Deep Search Explorer
Discovering the Unknown
Deep Search Explorer is an extension of a previous project titled IPExplore that randomly searches IP addresses. IPExplore was an attempt at regaining a less mediated experience of discovery on the internet; inspired in part by a childhood experience of the internet and its precursors as well as late night TV channel surfing. During the days of dial-up and BBS the net was a much less accessible sphere which often meant that when you did find something interesting, that site had potentially more personal value simply through the ownership of “discovering” it. There is without question many times more information reachable now with efficient and pervasive search mediums like Google, but it is their inescapable pervasiveness that shapes our experience; Google is a very well engineered version of the internet, but it is still just one version.
Among the problems encountered by IPExplore is the fact that while a large amount of the active IP range has been claimed, most of it is publicly unused on port80 (http). This is made clear by how many IP addresses can be cycled through, often hundreds, before an active site is reached. A fitting analogy might be the distribution of matter in our universe with what can in relative human scale terms seem like so much empty space. This realization, as well as Google’s page rank algorithm, is how I reconsidered the function of something like IPExplore. Deep Search finds inspiration and its moniker from the Hubble space telescope, particularly its Deep Field images, the most remote objects seen in our universe. Deep Search could be thought of as a specialized telescope that points to a random coordinate in the sky hoping to find what few knew was there… particularly objects that robust search engines can not see.
Something to stress here is that much of Deep Search and IPExplore’s aim is to facilitate the experience of personal discovery through a specific reduced context; one that essentially has no content expectation… that is because the user has no idea what will be returned by it the returned object is essentially experienced in a reduced and hopefully unique sense.
How is Deep Search different?
While IPExplore does not repeat any addresses, its method of iteration over the potential 4 billion useable IP addresses is essentially random without any method of recognizing recurrent usage patterns that might help to predict which regions to look at next… other than a user option that limits the search within a specified address range such as 188.8.131.52 – 184.108.40.206. Deep Search hopes to implement forms of regression and classification to make its hit rate much better. Another issue with the previous project was that it was never clear what to do once a page was found with IPExplore. A tagging system was implemented which in theory just replaces DNS and search indexing with content tags, such as: “timeout”, “personal”, “business”, “adult”. While it did require active user engagement (a good thing), amassing a database of over 10,000 tagged IP’s, it was never understood how those tags would be useful or accurate for other users. A revision to this comes directly from Google’s PageRank method which assigns a rank to a page based on the number of back links or other pages linking to it. This approach makes sense when attempting to define relevance and value to accessible information relative to a query, but Deep Search is in a sense interested in the opposite. Instead of a high back link count, Deep Search is interested in low numbers of back links primarily it is interested in a rank of zero, or true orphans.
The discovery method applies a rank within a specified threshold based on the number of back links to the page. Back link checking could simply use existing search services like Google since our definition of mediated “knowns” and less mediated “unknowns” is tied closely to or defined by them. The optimal rank here is 0, but the probability of finding “zero objects” is something like finding dark matter, so we employ a “Discovery Rank” threshold to populate our “Discovery Feed”.
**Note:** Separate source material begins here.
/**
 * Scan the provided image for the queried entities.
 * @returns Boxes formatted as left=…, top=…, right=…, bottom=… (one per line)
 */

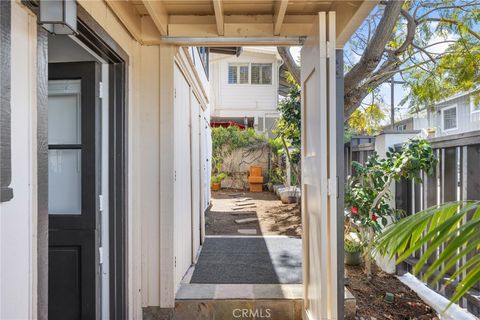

Understanding range usage and trends should allow for an optimized iteration over IP addresses. Within Class A, B, and C IP ranges (the ranges used on the internet) we exclude certain ranges from our searches such as loopback(127.0.0.0), zero addresses (0.123.123.123), and private ranges(192.168.1.1).
Within these ranges we can use existing sample IP data to generate search IP’s with each byte range within a predictive n gram model or regression.
Rather than a single IP search instance the “discoveries” would join an updated feed that could be followed and possibly searched. This adds the possibility for community exchange.
Web Client (collaborative discovery)
Allowing an active search instance of Deep Search to run in a browser tab many collective users could contribute discoveries in a volunteer computing – like model.
Using a structured random search with scarcity or remoteness as a ranking feature is a potentially valuable approach in other cultural mediums. An example of a similar approach is recent research published earlier this year (2011) at The University of Texas Southwestern Medical Center in which a viable Alzheimer’s treatment (P7C3) was discovered through a brute force approach, testing thousands of organic compounds with mice.